Yes, you want to identify and use potent keywords effectively in your SEO, but that usage should be organic and authentic. Keyword stuffing smacks of the desperate, pitiful ploy it is. No one is fooled by articles that frontload buzzwords and hammer certain phrases with mechanical efficiency. Before slugging a bunch of buzzwords into something, read it aloud and ask yourself if it sounds like your authorial voice, or like a marketing hack turned loose with a thesaurus. Never betray their trust or abuse their patience. With a zillion books shoved at them every day, they’re happy to find a reason to skip your books for good.
Brush Up
I always say that an author’s presence online requires constant grooming, like a long-haired cat with a skin-condition. The moment you rest on your laurels they will turn into itchy, allergenic mulch under your butt. SEO is a process that will continue as long as you intend to sell books to actual humans. Even if the internet vanishes and we are trading bottlecaps for epic poetry written on latex wipes, you will have to figure out how to signal to your readers that you in particular are the exact writer they’ve been dreaming of and pining for. To keep yourself discoverable you’re going to have to evolve…and that’s going to involve some risks, some rewards, and a serious commitment to paying attention to the nitty gritty around your fans.

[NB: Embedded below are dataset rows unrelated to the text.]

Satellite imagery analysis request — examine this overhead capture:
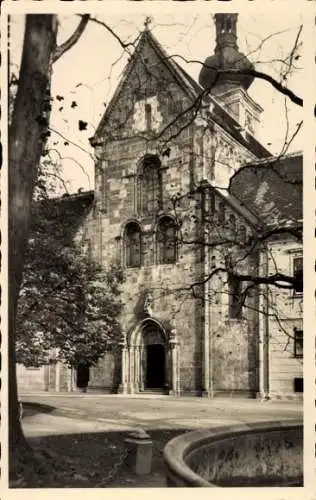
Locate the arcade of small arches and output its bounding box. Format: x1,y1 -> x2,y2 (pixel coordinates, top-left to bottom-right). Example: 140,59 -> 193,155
122,215 -> 178,267
119,318 -> 180,395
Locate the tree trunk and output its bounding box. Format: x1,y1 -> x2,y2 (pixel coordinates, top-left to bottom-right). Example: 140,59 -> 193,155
8,15 -> 57,478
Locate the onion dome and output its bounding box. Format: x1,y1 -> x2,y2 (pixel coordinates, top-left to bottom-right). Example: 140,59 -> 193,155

In a perfect world, you could hire an SEO genius who’d wrestle all this for you. Unfortunately, because of the power and profit that SEO represents, corporate competition for talented SEO development is intense. SEO most of the breakout SEO stars are making six-figures for multinational conglomerates. So as with all things in genre publishing, unless you have a giant staff and couple million under the bed, you’re gonna have to get scrappy and inventive. Do your homework and keep looking for ways to sharpen the figurative knife you’re using to cut through the dreck:
- Talk to readers at stores, libraries, and genre gatherings to see how their tastes change.
- Monitor the performance of keywords on your website to see what drives traffic where and when.
- When practical, run multiple versions of ads, swag, or blurbs to see what generates interest and actual sales.
- Test new keywords where it seems appropriate and dig into that data when you have it.
- Partner with trusted colleagues in your subgenre to see how overlapping keywords can boost or block traffic
- Read books, blurbs, and promo copy in your market space so you can track trends and tropes as they unfold.
Don’t be afraid to try and fail. By taking smart risks in SEO, you prevent stupid disasters. Assess efficacy and impact of keywords in real time and you’ll gradually learn how to read between the lines of your career and the industry at large.
More than anything, be willing to grow. Every artist finds new spaces inside themselves. Look for fresh, funky opportunities that will stretch you and delight your audience. Optimize your presence online and in-person. Readers want you to take them somewhere wonderful, and that won’t happen if you ride a sinking ship to the bottom of the sea. Grow…so that you can lift them higher. They will never stop thanking you for the view.
You’re a writer…Use your words! Talk to your readers and give them emotional experiences and extraordinary value. SEO is only a way to help you communicate more clearly to the right folks. Over time, they’ll learn to trust you and return the favor by spreading the word…and that is how one happy fan can muster an impassioned army of readers.